C. Enzinger: Einerseits deuten die Daten darauf hin. Andererseits muss man festhalten, dass bei Menschen, die aus anderen Gründen eine MRT-Abklärung erhielten und bei denen MS-spezifische Läsionen in Gehirn und Rückenmark beobachtet werden, nur etwa die Hälfte nach zehn Jahren ein klinisches Ereignis entwickelt. Dieses Risiko von 51,2% erhöht sich bei höherem Alter, Vorhandensein von oligoklonalen Banden im Liquor, infratentoriellen oder spinalen Läsionen in der MRT. Aus der Queens-Square-Kohorte in London wissen wir, dass der Prozentsatz von Patienten mit einem klinisch isolierten Syndrom, die über 30 Jahre keine weiteren Symptome entwickeln, etwa 40% beträgt. Jene, die eine MS entwickeln, haben zu Beginn bereits zahlreiche zerebrale Läsionen. Worauf ich hinauswill: Aus meiner Sicht gibt sich eine aktive, medikamentös zu behandelnde MS recht bald anhand von typischen Schüben zu erkennen.
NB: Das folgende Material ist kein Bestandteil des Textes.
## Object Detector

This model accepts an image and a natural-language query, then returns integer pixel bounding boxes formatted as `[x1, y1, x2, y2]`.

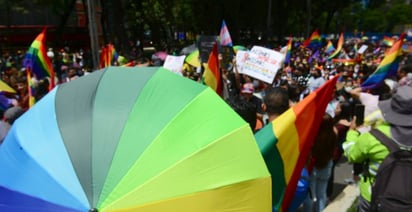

Auch Daten aus Barcelona aus einer CIS-Kohorte mit 401 Fällen über zehn Jahre zeigen, dass eine aggressivere MS sich bereits bei Erstsymptomen anhand einer höheren Zahl von MRT-Läsionen erkennen lässt.
Wie beurteilen Sie das Ergebnis in der Gasperi-Studie, dass die MS-Patienten sich seltener mit Infekten der oberen Luftwege vorstellten?
C. Enzinger: Das finde ich vor allem deshalb interessant, weil so ein Zusammenhang auch für manche MS-Therapeutika wie u.a. Interferone beschrieben wurde und diese auch bei Covid-19 z.T. getestet wurden. Diese Beobachtung deutet darauf hin, dass es einen Schutz vor derartigen Infektionen in Assoziation mit MS geben könnte. Interessant ist auch die klinische Beobachtung, dass viele MS-Betroffene in unserer Spezialambulanz berichten, den Winter über als Einzige in der Familie ohne Atemwegsinfekt durchzukommen.
Welche Punkte in der neuen AWMF-Leitlinie finden Sie gut, was kritisieren Sie?
Die Leitlinie bildet einen ausgezeichneten Rahmen, in dem wir Neurologen uns evidenzbasiert bewegen können. Vieles wird bei der Behandlung der MS aber individualisiert bleiben müssen und sich nach Faktoren wie Aktivität der Erkrankung, Komorbiditäten, Anliegen der Betroffenen oder Entwicklung im zeitlichen Verlauf richten. Ich habe die Leitlinie daher nie als „Kochrezept“ verstanden, sondern als wertvolle Orientierungshilfe. Gut finde ich den Imperativ zur Formulierung eines gemeinsamen Therapieziels und bezüglich Monitoring die Aufforderung, wiederholte und wiederkehrende Aktivität in der MRT unter Therapie als Anlass zu nehmen, das Therapiekonzept zu überdenken.